Il n’est secret pour personne, d’ailleurs, que les données lancées de part et d’autre, laissent perplexe le plus naïf de nos concitoyens. Les vérités tangibles que l’on vit quotidiennement sont là, démentant, dans beaucoup de cas, ce qu’on déclare au sujet du taux de chômage, de la pauvreté et autres données inhérentes aux monumentaux exploits réalisés dans les secteurs de l’habitat, de la santé et les taux d’avancement atteints dans la réalisation des projets. Les chiffres du ministère de la Solidarité nationale, situant le taux de chômage en 2005, aux alentours de 12%, puis leur infirmation par les statistiques de l’ONS (Office national de statistiques) les situant à 15%, seraient, vraisemblablement, l’une des raisons ayant poussé Bouteflika, à appeler le chat par son nom.
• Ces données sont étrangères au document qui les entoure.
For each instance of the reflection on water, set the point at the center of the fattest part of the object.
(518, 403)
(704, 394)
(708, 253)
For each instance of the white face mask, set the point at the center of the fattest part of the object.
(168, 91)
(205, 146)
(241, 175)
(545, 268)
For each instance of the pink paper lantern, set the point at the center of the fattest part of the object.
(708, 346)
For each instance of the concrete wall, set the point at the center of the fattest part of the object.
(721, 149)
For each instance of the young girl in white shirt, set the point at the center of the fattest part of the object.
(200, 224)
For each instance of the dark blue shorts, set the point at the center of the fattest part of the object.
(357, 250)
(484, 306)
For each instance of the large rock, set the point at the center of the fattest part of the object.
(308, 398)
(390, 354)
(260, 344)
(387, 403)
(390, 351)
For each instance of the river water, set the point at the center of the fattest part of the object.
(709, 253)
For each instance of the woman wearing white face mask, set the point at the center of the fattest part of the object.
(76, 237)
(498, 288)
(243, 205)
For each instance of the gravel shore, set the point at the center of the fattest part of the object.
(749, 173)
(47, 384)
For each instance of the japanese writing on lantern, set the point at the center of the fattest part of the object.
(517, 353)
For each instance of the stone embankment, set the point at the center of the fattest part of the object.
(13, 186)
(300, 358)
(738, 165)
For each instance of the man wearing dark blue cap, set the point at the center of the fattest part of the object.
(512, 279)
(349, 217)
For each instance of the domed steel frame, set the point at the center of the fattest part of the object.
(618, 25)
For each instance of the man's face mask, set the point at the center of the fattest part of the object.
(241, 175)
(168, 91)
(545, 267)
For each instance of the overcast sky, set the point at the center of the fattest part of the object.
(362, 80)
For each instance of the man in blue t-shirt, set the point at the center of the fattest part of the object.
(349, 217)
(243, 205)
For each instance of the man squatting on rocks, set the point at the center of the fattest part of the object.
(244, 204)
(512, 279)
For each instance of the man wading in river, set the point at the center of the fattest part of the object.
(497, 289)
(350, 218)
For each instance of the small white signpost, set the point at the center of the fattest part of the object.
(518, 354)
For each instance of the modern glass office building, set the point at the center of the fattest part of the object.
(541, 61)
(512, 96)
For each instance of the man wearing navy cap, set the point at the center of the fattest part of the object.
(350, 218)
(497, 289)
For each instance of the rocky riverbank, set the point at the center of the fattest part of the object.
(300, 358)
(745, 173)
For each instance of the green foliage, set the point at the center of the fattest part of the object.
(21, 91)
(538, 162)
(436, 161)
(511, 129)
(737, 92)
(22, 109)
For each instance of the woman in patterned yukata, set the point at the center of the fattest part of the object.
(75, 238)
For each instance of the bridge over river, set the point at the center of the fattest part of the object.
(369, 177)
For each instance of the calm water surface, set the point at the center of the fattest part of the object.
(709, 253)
Ce fait n’est pas le premier en son genre, puisqu’il y a quelques mois, le président est allé jusqu’à qualifier certains ministres et walis de «menteurs».
Loin des rapports du FMI et de la Banque mondiale, auxquels on peut coller, aisément, l’étiquette de la mauvaise foi, les rapports de conjoncture du Cnes (Conseil économique et social), ont remis en cause, à maintes reprises, les chiffres avancés par des organismes étatiques. A titre d’exemple, dans son dernier rapport concernant le premier semestre 2006, le Cnes a dressé un tableau très critique à l’égard des secteurs de l’éducation, de l’emploi et de la formation professionnelle. En avançant un taux de chômage de 34%, touchant la tranche d’âge de 16 à 19 ans, le Cnes avait étalé au grand jour les défaillances du système éducatif qui a enregistré, en 2004, un niveau de déperdition scolaire touchant 534.000 jeunes. Même cas de figure pour le secteur de la formation professionnelle qui a enregistré, en 2005, un taux d’abandon de l’ordre de 68.818 apprenants. Malgré l’effort fourni par cet organisme, son président, M.Mohamed Seghir Babès, a reconnu, récemment, que l’élaboration d’un rapport de conjoncture crédible et fiable, nécessite une «volonté politique au plus haut niveau de l’Etat afin d’accompagner et soutenir les efforts du Cnes». Faisant allusion, par là, aux contraintes que rencontre son instance dans la collecte de données et de statistiques concernant les divers secteurs.
La problématique traitant de la vérification des données émanant de sources officielles est des plus délicates. La Banque d’Algérie, la seule à en posséder les moyens, ne fait pas de cette tâche une priorité bien qu’elle soit incontournable si l’on veut briser l’opacité entourant la gestion des affaires de la nation. La presse, censée informer le peuple et éclairer son lectorat sur des questions touchant directement sa vie de tous les jours, se trouve le plus souvent, incapable de se frayer un chemin parmi le flot de chiffres dont on l’assiège. Un situation induite par le fait que cette presse n’a pas l’accès aux sources lui permettant de vérifier telle ou telle information.
Dans le meilleur des cas, la presse procède à la comparaison des données des différentes sources ou se contente de faire le lien de ce qu’on lui avance avec ce que vit, quotidiennement, le commun des mortels.
Ces facteurs, ajoutés à l ’inexistence d’organismes indépendants, en mesure d’effectuer des enquêtes crédibles, de disséquer les bilans officiels et officieux, ont fait en sorte que les tendances prenant le peuple pour dupe, deviennent monnaie courante au sein des multiples cercles de responsabilité.